Dans un univers concentrationnaire, on peut y faire oeuvre de créativité. Qui est l’expression d’une liberté, finalement. “Manolo Valiente dit à ce sujet, rapporte Manuela Parra, que lorsqu’il écrivait de la poésie ou qu’il gravait, ça lui permettait de s’échapper du réel.” Les oeuvres de nombreux artistes issus de la Retirada ont été souvent passées sous silence. Leur message se réactualise.

tempête de sable

Pourquoi ces oeuvres sont-elles restées longtemps cachées ? “Les mouvements de gauche, à l’époque, ne voulaient pas que l’on s’attache à les montrer, ne souhaitant pas que l’on s’imagine que les internés menaient une belle vie. Ils peignaient, mais bon, faut voir avec quoi : ils gravaient comme ils le pouvaient des morceaux de bois ramassés ou des os de poulet…”

Et puis, le gouvernement de l’époque voulait évacuer cette histoire. “Il y en a d’autres comme Josep Franch Clapers qui a tenu une chronique déchirante, sorte de journal des internés, notamment du camp de Saint-Cyprien et celui de gurs. Des centaines de dessins. Une oeuvre magistrale. Au début, il écrivait avec des morceaux de charbon de bois puis, en pratiquant le troc dans le camp, il se procurait par la suite des crayons de couleur contre des cigarettes, par exemple, par exemple. Ses dessins sont exposés à Espai Franc, le musée qui lui est consacré à Castellterçol (Province de Barcelone).”

“L’origine de tout est la lumière”

Histoire Vécue série Historia viscuda, Portada 1940 Camp de Gurs.Josep Franch Clapers.

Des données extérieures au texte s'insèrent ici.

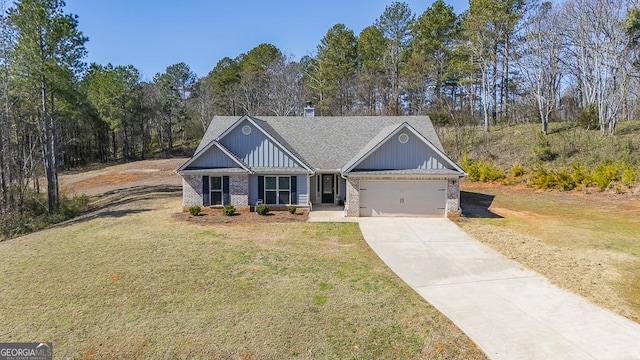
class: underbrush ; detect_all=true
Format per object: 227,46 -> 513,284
440,121 -> 640,169
462,154 -> 639,193
449,121 -> 640,193
0,191 -> 89,240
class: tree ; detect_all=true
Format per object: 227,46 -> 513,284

Fait-elle aussi un lien, Manuela Parra, avec la négation de plus en plus prégnante de la Shoah ? “Oui, répond-elle encore. La culture, Manuella Parra la définit en empruntant une citation de Federico Garcia Lorca, l’un des poètes les plus importants de son temps : “La devise de la République doit être la culture. La culture, parce que ce n’est qu’à travers elle que peuvent se résoudre les problèmes auquel se confronte aujourd’hui le peuple plein de foi et privé de lumière. N’oubliez pas que l’origine de tout est la lumière.” L’art est révolutionnaire.